Bund für Menschenrecht
The association Bund für Menschenrecht (BfM, Union for Human Rights) was an organization of gay men, lesbians, and trans people in the Weimar Republic founded in 1920. It its heyday (1930) the organization claimed to have 48,000 members, but that number also included the subscribers to the journals for gays and lesbians published by Radzuweit, the president of the association. The association dissolved in 1934 after the Nazis came to power due to lack of membership.

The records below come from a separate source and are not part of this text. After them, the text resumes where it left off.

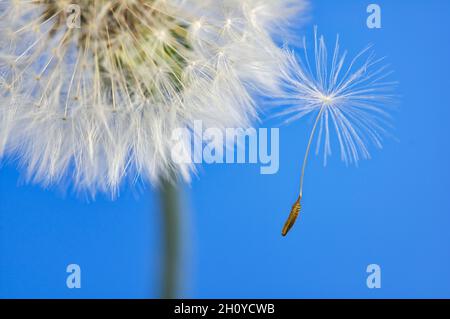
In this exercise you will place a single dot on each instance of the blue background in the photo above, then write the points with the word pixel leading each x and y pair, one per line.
pixel 393 210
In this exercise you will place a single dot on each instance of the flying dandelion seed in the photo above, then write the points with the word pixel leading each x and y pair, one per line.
pixel 98 103
pixel 349 99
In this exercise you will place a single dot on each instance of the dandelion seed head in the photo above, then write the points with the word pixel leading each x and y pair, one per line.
pixel 97 104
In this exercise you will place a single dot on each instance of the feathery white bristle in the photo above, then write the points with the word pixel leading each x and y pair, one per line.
pixel 350 98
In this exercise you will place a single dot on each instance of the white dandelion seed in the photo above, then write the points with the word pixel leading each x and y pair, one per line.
pixel 98 103
pixel 347 99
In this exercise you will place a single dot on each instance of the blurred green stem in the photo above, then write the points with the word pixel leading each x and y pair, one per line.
pixel 170 210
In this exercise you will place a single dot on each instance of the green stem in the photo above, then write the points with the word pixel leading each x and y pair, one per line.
pixel 170 208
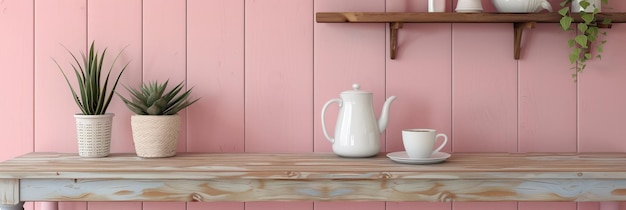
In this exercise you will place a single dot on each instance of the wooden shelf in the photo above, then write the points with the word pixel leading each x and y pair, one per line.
pixel 249 177
pixel 396 20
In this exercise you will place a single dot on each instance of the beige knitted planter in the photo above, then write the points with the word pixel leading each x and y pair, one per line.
pixel 155 135
pixel 94 134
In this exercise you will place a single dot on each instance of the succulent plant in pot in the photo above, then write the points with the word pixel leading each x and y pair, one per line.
pixel 156 124
pixel 93 96
pixel 588 31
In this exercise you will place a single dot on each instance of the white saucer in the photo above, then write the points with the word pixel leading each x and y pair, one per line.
pixel 402 157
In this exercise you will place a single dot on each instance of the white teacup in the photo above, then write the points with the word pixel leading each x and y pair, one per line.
pixel 420 143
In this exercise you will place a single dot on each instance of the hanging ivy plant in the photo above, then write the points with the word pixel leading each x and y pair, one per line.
pixel 587 34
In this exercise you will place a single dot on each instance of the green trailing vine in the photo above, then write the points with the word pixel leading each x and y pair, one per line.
pixel 587 36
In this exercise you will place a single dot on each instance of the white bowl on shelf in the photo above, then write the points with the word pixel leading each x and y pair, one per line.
pixel 521 6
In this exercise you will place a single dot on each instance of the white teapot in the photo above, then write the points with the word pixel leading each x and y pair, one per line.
pixel 357 132
pixel 521 6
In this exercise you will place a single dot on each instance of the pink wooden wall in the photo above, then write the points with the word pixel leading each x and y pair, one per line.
pixel 264 68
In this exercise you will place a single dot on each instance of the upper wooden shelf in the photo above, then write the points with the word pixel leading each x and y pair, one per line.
pixel 396 19
pixel 447 17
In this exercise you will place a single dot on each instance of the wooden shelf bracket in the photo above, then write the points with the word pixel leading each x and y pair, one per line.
pixel 393 38
pixel 517 36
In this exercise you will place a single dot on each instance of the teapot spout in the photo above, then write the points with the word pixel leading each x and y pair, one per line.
pixel 384 115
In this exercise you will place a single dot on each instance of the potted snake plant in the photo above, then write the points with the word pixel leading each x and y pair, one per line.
pixel 588 31
pixel 156 124
pixel 93 95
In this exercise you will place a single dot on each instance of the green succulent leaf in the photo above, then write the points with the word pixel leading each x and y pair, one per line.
pixel 566 23
pixel 154 99
pixel 94 92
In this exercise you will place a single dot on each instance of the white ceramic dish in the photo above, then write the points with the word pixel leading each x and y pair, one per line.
pixel 402 157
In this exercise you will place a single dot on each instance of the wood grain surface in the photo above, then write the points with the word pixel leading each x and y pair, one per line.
pixel 316 176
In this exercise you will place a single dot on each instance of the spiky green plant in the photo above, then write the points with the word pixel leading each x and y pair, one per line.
pixel 152 99
pixel 95 95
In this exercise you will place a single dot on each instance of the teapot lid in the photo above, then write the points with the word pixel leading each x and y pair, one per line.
pixel 355 90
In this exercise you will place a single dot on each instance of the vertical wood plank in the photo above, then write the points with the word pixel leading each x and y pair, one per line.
pixel 116 32
pixel 215 68
pixel 56 24
pixel 164 48
pixel 278 76
pixel 547 95
pixel 422 79
pixel 547 99
pixel 278 81
pixel 346 54
pixel 601 98
pixel 484 111
pixel 16 60
pixel 117 25
pixel 348 205
pixel 484 95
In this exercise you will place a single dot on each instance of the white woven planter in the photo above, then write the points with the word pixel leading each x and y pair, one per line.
pixel 155 135
pixel 94 134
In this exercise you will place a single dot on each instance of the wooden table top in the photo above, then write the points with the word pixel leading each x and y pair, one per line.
pixel 316 166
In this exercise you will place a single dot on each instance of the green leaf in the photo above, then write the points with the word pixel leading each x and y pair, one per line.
pixel 582 27
pixel 584 4
pixel 566 23
pixel 581 40
pixel 571 43
pixel 587 17
pixel 563 11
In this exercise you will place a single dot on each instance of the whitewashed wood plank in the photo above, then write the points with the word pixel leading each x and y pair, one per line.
pixel 324 190
pixel 316 166
pixel 9 191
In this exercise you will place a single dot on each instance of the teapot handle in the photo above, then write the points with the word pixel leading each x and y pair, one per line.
pixel 336 100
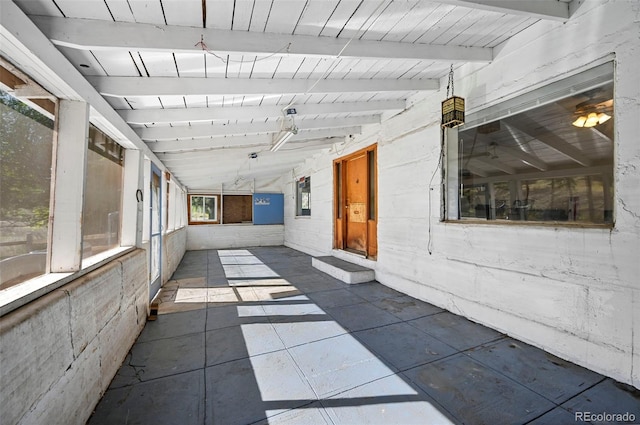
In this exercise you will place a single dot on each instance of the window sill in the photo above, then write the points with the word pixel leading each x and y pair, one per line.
pixel 18 295
pixel 564 224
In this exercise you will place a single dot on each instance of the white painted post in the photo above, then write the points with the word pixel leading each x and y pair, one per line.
pixel 132 200
pixel 68 183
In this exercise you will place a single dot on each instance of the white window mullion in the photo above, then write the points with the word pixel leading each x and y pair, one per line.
pixel 65 230
pixel 132 198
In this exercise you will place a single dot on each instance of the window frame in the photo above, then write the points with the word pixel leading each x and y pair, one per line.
pixel 216 199
pixel 565 87
pixel 300 212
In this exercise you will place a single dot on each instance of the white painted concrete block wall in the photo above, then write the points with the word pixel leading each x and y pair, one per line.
pixel 175 245
pixel 221 236
pixel 60 352
pixel 574 292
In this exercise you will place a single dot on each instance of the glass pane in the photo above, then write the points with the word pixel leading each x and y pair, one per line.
pixel 210 208
pixel 102 201
pixel 26 145
pixel 550 163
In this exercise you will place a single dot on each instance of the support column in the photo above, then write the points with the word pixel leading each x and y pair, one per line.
pixel 132 199
pixel 68 183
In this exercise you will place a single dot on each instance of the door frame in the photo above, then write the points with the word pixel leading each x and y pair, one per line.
pixel 155 282
pixel 339 200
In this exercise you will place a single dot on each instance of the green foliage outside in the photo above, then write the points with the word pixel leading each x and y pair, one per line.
pixel 25 163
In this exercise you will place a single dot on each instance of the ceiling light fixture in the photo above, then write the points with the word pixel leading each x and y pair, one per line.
pixel 592 113
pixel 283 138
pixel 591 120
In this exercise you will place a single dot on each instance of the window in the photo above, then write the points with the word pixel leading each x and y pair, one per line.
pixel 26 146
pixel 237 209
pixel 548 158
pixel 303 196
pixel 203 209
pixel 103 194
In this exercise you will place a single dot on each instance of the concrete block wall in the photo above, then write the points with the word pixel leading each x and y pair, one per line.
pixel 221 236
pixel 59 353
pixel 572 291
pixel 174 247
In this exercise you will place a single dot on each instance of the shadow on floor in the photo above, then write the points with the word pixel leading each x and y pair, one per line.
pixel 259 336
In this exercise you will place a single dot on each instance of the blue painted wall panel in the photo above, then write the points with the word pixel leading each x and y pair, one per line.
pixel 268 208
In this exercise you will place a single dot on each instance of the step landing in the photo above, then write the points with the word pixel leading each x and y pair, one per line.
pixel 343 270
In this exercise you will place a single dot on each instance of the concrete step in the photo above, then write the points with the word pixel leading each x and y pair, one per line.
pixel 347 272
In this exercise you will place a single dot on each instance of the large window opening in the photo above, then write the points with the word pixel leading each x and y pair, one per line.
pixel 103 194
pixel 546 163
pixel 303 196
pixel 26 146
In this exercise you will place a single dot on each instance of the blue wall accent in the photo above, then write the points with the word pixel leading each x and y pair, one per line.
pixel 268 208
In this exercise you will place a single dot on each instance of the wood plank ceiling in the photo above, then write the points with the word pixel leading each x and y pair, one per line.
pixel 205 83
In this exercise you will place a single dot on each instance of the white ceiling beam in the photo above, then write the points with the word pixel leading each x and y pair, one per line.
pixel 550 139
pixel 522 156
pixel 540 9
pixel 28 48
pixel 88 34
pixel 494 163
pixel 172 158
pixel 175 86
pixel 148 116
pixel 255 140
pixel 210 130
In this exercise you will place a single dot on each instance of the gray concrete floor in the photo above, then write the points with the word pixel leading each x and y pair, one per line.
pixel 257 335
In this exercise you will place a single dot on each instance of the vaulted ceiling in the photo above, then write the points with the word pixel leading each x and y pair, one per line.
pixel 207 83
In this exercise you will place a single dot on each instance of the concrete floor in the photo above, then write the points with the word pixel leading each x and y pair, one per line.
pixel 259 336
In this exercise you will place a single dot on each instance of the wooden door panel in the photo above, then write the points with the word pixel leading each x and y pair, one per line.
pixel 356 203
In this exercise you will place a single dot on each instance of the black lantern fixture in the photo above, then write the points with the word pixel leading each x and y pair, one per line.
pixel 452 107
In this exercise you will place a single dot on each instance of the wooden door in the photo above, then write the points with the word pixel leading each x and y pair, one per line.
pixel 356 195
pixel 355 202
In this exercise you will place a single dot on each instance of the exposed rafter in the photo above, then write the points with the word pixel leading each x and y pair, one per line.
pixel 94 35
pixel 550 139
pixel 252 141
pixel 494 163
pixel 209 130
pixel 522 156
pixel 541 9
pixel 147 116
pixel 175 86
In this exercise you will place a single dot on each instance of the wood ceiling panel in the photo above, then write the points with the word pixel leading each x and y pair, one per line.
pixel 259 15
pixel 435 15
pixel 216 65
pixel 159 64
pixel 120 10
pixel 88 9
pixel 220 14
pixel 444 25
pixel 45 8
pixel 363 18
pixel 340 16
pixel 265 67
pixel 116 64
pixel 416 20
pixel 147 11
pixel 518 24
pixel 387 19
pixel 284 15
pixel 242 15
pixel 196 101
pixel 465 24
pixel 191 64
pixel 288 67
pixel 84 57
pixel 315 16
pixel 183 12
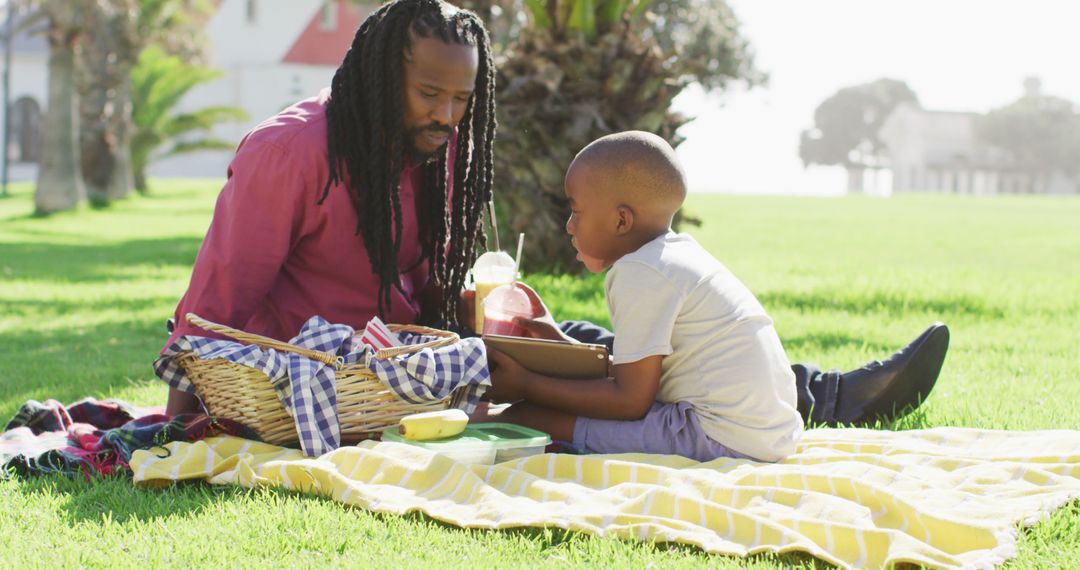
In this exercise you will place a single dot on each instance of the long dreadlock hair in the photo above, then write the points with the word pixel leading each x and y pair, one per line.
pixel 366 143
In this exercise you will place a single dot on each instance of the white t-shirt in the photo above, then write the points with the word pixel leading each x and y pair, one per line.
pixel 721 353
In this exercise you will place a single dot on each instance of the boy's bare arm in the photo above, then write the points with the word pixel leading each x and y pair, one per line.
pixel 626 396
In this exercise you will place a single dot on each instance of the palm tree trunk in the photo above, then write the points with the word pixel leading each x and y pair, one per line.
pixel 108 52
pixel 59 177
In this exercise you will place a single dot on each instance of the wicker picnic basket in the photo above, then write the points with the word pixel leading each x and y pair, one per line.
pixel 244 394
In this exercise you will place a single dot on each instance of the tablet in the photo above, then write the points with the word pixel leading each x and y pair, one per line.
pixel 557 358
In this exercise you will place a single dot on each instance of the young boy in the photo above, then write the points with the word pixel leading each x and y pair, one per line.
pixel 698 368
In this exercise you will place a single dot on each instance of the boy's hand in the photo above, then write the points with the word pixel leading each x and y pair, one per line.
pixel 542 325
pixel 508 377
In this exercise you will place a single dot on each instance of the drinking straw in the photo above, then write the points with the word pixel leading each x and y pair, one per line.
pixel 495 227
pixel 517 260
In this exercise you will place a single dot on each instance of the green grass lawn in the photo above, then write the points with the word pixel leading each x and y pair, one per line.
pixel 83 298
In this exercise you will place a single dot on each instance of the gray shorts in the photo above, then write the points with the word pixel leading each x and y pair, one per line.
pixel 667 429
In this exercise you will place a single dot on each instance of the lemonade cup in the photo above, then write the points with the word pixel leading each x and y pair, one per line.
pixel 493 269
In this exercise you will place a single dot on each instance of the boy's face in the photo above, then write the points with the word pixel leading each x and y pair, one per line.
pixel 594 218
pixel 439 80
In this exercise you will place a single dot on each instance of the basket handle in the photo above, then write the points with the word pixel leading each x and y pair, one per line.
pixel 445 338
pixel 259 340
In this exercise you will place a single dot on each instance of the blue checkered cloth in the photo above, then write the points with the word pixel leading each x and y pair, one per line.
pixel 433 374
pixel 307 388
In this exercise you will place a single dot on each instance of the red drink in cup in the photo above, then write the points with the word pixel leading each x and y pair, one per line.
pixel 501 307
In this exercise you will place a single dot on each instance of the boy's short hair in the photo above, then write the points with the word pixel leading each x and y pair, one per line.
pixel 640 166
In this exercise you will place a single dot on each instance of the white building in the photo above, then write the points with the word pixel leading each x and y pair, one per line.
pixel 939 151
pixel 272 52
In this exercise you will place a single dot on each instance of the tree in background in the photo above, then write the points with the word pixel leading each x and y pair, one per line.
pixel 159 82
pixel 121 29
pixel 1040 133
pixel 574 70
pixel 846 127
pixel 59 180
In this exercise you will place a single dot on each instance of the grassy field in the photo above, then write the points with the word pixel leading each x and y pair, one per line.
pixel 83 298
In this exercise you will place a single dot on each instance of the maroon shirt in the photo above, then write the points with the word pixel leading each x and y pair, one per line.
pixel 273 257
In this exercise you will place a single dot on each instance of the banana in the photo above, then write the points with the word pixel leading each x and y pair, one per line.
pixel 433 424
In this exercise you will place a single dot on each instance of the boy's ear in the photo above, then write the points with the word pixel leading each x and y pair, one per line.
pixel 624 221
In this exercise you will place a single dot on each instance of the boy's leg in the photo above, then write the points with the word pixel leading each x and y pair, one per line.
pixel 667 429
pixel 876 391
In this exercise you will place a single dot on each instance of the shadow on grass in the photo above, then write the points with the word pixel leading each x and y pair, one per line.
pixel 892 303
pixel 117 500
pixel 69 364
pixel 65 262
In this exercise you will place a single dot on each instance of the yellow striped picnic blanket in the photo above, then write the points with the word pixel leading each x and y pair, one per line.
pixel 945 498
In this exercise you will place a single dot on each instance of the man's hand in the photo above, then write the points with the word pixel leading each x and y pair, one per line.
pixel 508 377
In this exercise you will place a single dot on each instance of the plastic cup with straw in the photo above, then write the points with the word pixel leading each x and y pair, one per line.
pixel 505 303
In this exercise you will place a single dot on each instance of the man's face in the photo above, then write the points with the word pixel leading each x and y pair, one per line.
pixel 440 79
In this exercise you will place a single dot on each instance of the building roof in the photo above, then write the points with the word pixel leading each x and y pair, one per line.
pixel 325 45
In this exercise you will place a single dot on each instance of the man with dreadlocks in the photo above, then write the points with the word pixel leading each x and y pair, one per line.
pixel 367 201
pixel 340 204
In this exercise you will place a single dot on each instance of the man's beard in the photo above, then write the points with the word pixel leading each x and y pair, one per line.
pixel 420 157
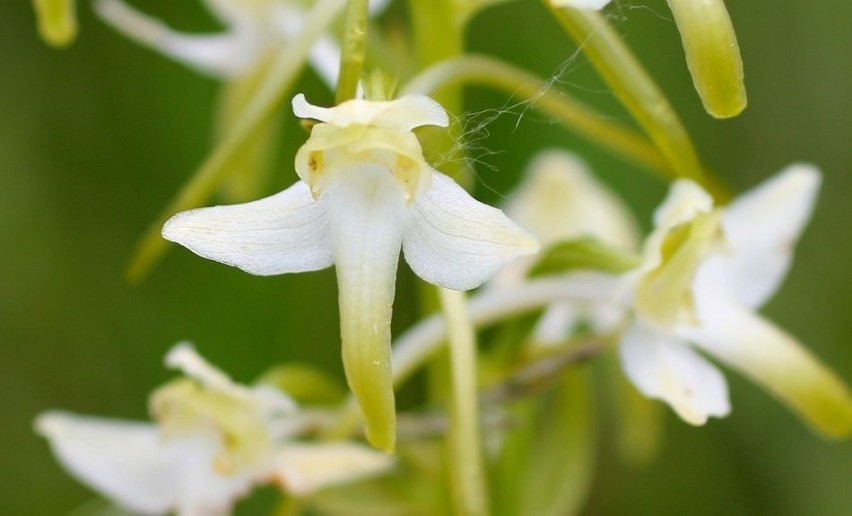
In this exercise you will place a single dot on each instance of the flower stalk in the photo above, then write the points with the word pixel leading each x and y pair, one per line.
pixel 480 69
pixel 466 467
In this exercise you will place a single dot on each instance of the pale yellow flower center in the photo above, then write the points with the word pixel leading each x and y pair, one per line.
pixel 664 296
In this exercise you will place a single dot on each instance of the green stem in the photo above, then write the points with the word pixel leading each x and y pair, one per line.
pixel 518 82
pixel 438 37
pixel 637 91
pixel 419 343
pixel 213 171
pixel 466 466
pixel 353 49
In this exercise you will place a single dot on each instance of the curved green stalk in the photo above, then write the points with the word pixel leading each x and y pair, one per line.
pixel 520 83
pixel 213 170
pixel 712 54
pixel 630 81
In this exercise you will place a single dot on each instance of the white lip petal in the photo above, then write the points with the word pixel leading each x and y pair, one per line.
pixel 458 242
pixel 221 55
pixel 581 4
pixel 761 229
pixel 402 114
pixel 286 232
pixel 125 461
pixel 666 368
pixel 368 216
pixel 325 60
pixel 774 360
pixel 305 468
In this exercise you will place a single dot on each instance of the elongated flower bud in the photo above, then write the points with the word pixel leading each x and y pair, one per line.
pixel 712 55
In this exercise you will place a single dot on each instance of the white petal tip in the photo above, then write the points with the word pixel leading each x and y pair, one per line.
pixel 581 4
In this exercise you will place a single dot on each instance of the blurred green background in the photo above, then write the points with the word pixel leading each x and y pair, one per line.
pixel 95 139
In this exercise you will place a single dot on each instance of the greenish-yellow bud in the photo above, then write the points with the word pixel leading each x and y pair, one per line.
pixel 57 21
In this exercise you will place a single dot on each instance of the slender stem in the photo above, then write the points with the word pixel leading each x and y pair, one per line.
pixel 214 169
pixel 574 115
pixel 640 95
pixel 466 468
pixel 420 343
pixel 353 49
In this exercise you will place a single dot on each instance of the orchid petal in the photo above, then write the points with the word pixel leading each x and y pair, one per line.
pixel 458 242
pixel 761 228
pixel 303 469
pixel 776 361
pixel 368 217
pixel 57 21
pixel 286 232
pixel 125 461
pixel 224 55
pixel 402 114
pixel 596 5
pixel 560 199
pixel 325 60
pixel 684 202
pixel 666 368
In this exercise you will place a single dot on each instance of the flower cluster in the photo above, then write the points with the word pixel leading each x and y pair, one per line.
pixel 566 274
pixel 212 441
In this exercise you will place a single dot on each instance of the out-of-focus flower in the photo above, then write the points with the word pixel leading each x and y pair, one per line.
pixel 365 193
pixel 705 271
pixel 254 30
pixel 560 200
pixel 212 442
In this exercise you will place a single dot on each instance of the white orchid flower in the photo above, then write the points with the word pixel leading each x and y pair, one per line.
pixel 213 441
pixel 254 30
pixel 705 271
pixel 559 199
pixel 365 193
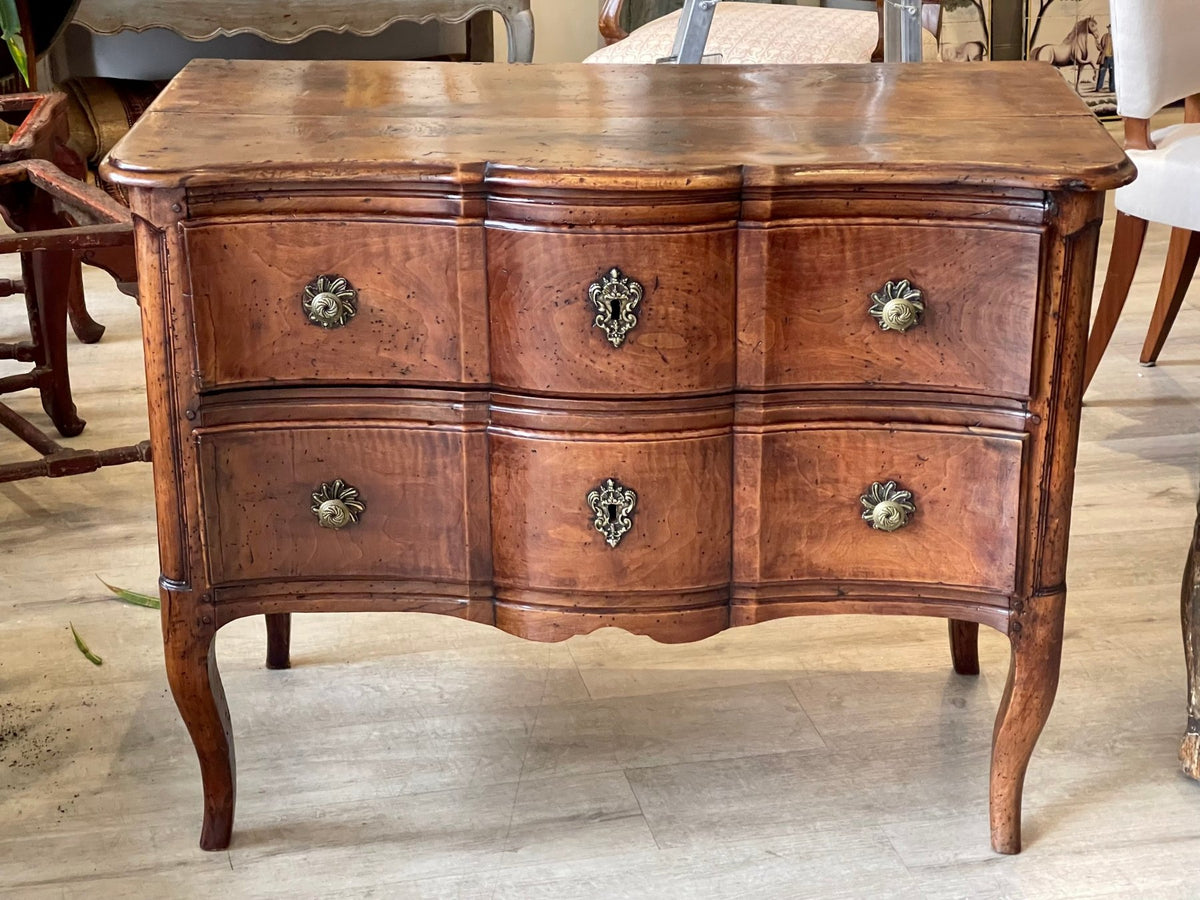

The magazine Frauen­liebe was a weekly in the format of 22 x 29 cm that was published by Karl-Bergmann Verlag from 1926 to 1930 with a circulation of 10,000 and cost 20 pfennig. The 1926 law Gesetz zur Bewahrung der Jugend vor Schund- und Schmutzschriften (Act to Protect Youth from Smut and Obscene Writings), passed in 1926, led in 1928 to a twelve-month ban on its public display, street sales, and presentation in bookstores. But the magazine continued publication until being included a second time in the list of obscene literature in May 1931, which brought the publication to an end.  


Homosexuality Squad
The Homo­sexuellen­dezernat or Homosexuality Squad was part of Kriminal­inspektion B (Criminal Investigation Department B) and was also responsible for extortion, which affected many gay men due to their criminal liability under Section 175. Gay and transsexual spaces were tolerated due to the influence of advisers like Magnus Hirschfeld and the general climate of social liberalization in Weimar Berlin. This incipient tolerance ended with the rise of the Nazis to power. In September 1935, Section 175 was amended to cover all sexual acts between men, making it possible to imprison gay men. The police played a part in the Nazi system. In major cities, the Homosexuality Squad worked closely with the Gestapo and the Reichszentrale zur Bekämpfung der Homosexualität und Abtreibung (National Center to Fight Homosexuality and Abortion). While lesbian sexual activities were not legally proscribed, with the excuse of “asociality” or mental illness, lesbian women were also repressed and interned. As of 1944, the Berlin Homosexuality Squad was ordered to collect information on lesbians as well.


Lesbians and gay men often entered into so-called “Kamerad­schafts­ehen,” “marriages of comradeship” or “marriages of convenience.” They even inserted wanted ads in gay and lesbian magazines for this purpose.


Magnus Hirschfeld
Magnus Hirschfeld (b. 1868 in Kolberg, today Kołobrzeg) was a gay Jewish doctor and sexual researcher. He shaped the first gay movement in the world in 1897, founding the Wissenschaftlich-humanitäre Komitee, which promoted the rights of gays, lesbians, and transsexuals and the abolition of Section 175, which criminalized sexual acts between men. In 1919, he founded the Institut für Sexual­wissen­schaft (Institute for Sexology) in Berlin. The institute was banned by the Nazis in 1933 and its building ransacked. Hirschfeld died in exile in 1935.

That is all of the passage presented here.